IsolationForest with scikit-learn
from sklearn.ensemble import IsolationForest
iso = IsolationForest(
n_estimators=200,
contamination=0.02,
random_state=42
)
iso.fit(X_train)
scores = iso.decision_function(X_test)
labels = iso.predict(X_test) # -1 = anomaly, 1 = normal
One-Class SVM
One‑Class SVM learns a decision boundary around the "normal" class and flags points that lie outside this region as anomalies.
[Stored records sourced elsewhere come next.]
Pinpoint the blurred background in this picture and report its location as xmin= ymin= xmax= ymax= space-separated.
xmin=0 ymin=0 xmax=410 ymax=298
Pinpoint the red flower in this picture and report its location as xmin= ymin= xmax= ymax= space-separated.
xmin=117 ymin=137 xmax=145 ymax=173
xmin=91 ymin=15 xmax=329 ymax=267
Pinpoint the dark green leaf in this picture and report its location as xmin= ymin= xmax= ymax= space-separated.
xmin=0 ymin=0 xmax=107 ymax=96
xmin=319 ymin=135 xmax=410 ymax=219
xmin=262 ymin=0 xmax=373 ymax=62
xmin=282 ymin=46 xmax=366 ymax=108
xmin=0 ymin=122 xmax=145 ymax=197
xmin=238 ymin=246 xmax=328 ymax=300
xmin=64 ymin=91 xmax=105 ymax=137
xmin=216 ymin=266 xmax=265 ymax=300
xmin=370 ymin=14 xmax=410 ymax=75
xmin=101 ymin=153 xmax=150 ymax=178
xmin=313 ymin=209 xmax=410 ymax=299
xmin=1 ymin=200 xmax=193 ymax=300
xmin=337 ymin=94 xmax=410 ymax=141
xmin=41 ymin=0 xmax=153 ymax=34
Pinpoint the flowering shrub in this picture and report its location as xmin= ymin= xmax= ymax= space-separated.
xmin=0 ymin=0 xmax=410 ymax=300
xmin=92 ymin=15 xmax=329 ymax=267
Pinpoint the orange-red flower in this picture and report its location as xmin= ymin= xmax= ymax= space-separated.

from sklearn.svm import OneClassSVM
ocsvm = OneClassSVM(kernel="rbf", gamma="scale", nu=0.05)
ocsvm.fit(X_train_normal)
pred = ocsvm.predict(X_test) # -1 anomaly, 1 normal
Evaluating Anomaly Detectors
Evaluation is tricky because anomalies are rare and labels may be incomplete.
- Use precision‑recall curves instead of accuracy for highly imbalanced data.
- Work closely with domain experts to validate flagged anomalies.
- Consider cost‑sensitive metrics (false negatives are often more expensive than false positives).